The trust’s stock component has long concerned some survivors. But in the last week, three fire victims who served on the committee representing survivors in the bankruptcy have taken the stunning step of resigning their positions. One, former Chico Police Chief Kirk Trostle, called the plan "deeply flawed and very risky."
Another, Adolfo Veronese, who lost his business in the 2017 Nuns Fire, said market turmoil prompted his decision to step down. "I decided to [resign] because of the pandemic,” Veronese told KQED. “It opened my eyes a lot more because of the stock, because the value will fluctuate so much. We don't know what the value is. It fluctuates on a day-to-day basis.”
The impacts were underscored Thursday when attorneys for the victims' committee told a federal judge in a court filing that PG&E is refusing to guarantee that the $6.75 billion in stock it has promised victims will actually hold its value amid the current market turmoil. PG&E said in a statement it is reviewing the filing and remains committed to doing right by communities impacted by wildfires.
‘Cash is King’
PG&E's top brass have characterized the inclusion of the company’s stock as routine in large victims' compensation trusts like this.
“It's a fairly common practice,” PG&E President and CEO Bill Johnson told KQED following a recent California Public Utilities Commission hearing. “There are a lot of people that support this. I mean, it got approved in a bankruptcy court. That doesn't happen just by itself."
“I'm going to do everything I can to make sure that the stock price is up so that when they sell it, they get a good price and distribute that to the victims,” Johnson added.
But bankruptcy experts interviewed by KQED say the inclusion of a company’s stock — particularly one still enmeshed in bankruptcy proceedings — is exceedingly rare.
“I don’t know of a trust that I’ve worked on where there was a stock component,” said Kenneth Feinberg, who oversaw the 9/11 Victim Compensation Fund, the fund for victims of the BP Deepwater Horizon oil spill and more than a dozen other high-profile trusts.
“That’s not to say it isn’t a rather creative compensatory mechanism,” he said. “But that’s news to me in my experience.”
He added, “Cash is king.”
The few previous instances of stock-funded trusts are a fraction of the size of PG&E’s trust for fire victims. A PG&E spokesperson pointed to Armstrong World Industries, a onetime asbestos manufacturer based in Lancaster, Pennsylvania, that filed for bankruptcy in 2000. The Asbestos Personal Injury Settlement trust — worth an estimated $2 billion — was given two-thirds of Armstrong shares when the company emerged from bankruptcy in 2006. The trust was still selling off shares a decade later. Through the trust, victims remained one of the company’s largest shareholders for years.

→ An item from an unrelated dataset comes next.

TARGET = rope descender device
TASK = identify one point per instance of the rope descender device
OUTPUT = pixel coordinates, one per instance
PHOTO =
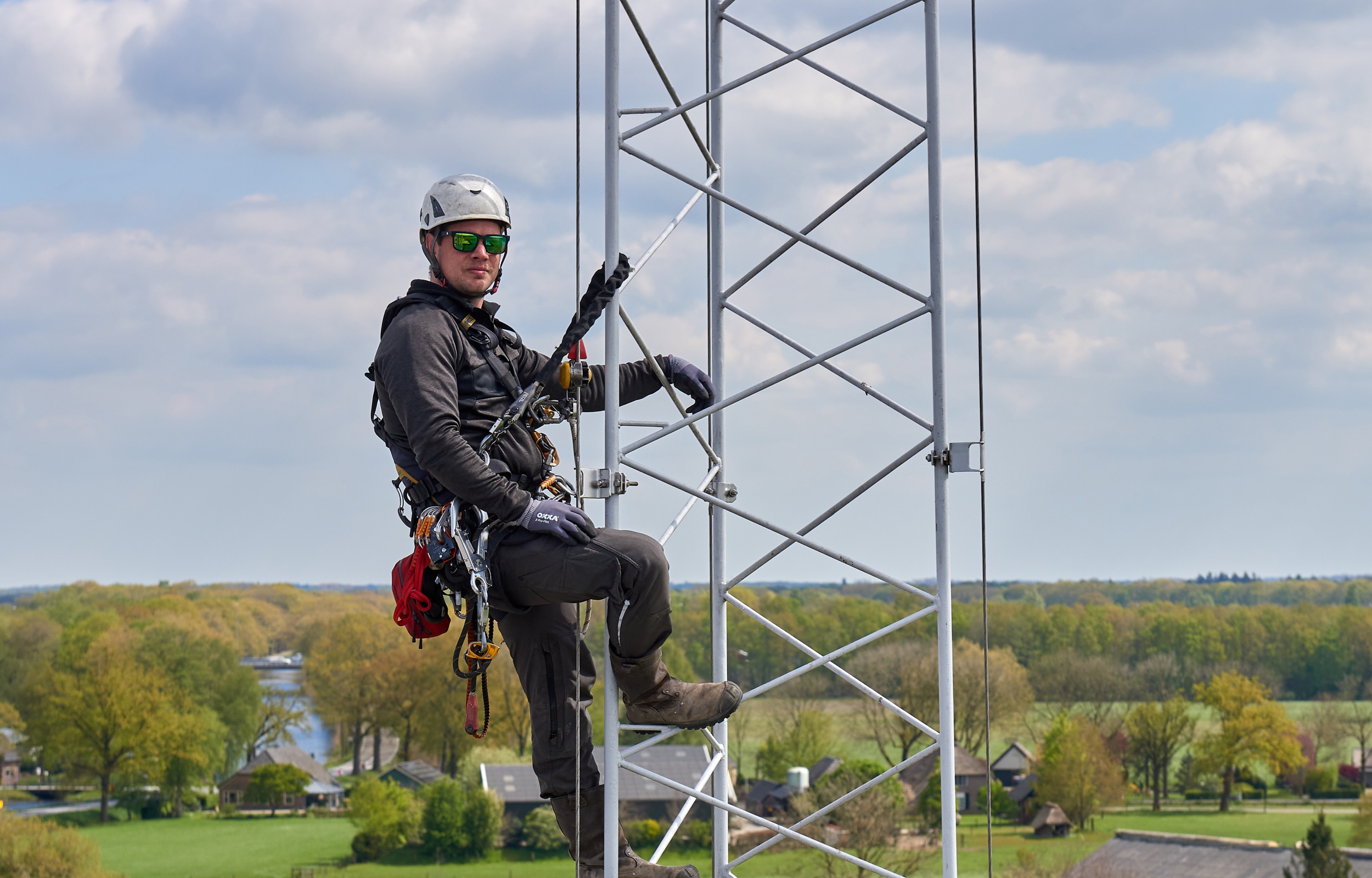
(479, 632)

‘We Should Have Been Put First’
Becoming long-term PG&E shareholders is a fate many fire survivors hope to avoid, and one that may weigh on them as they prepare to vote on the settlement. If approved, it would effectively make them 21% of the company's shareholders. Ballots are being sent out over the next few days as part of the bankruptcy process.
"We've already lost so much," said Lisa Williams, a Camp Fire survivor who relocated from Paradise, California, to Las Vegas after her home was destroyed in the 2018 blaze. In multiple letters to Judge Dennis Montali, who is overseeing the PG&E bankruptcy,
Williams has vociferously aired her misgivings about being compensated with stock in a company responsible for such devastation. “For our settlement to depend on PG&E stock is psychological torture.”
Williams notes that PG&E agreed to pay all cash in an $11 billion deal with insurance claim holders — many of them hedge funds — in September. At the time, attorneys for wildfire survivors were still negotiating with the utility.
“The insurance companies and investors wouldn't take the stock, so it's being forced on us,” Williams said. “It isn't fair to victims. We should have been put first.”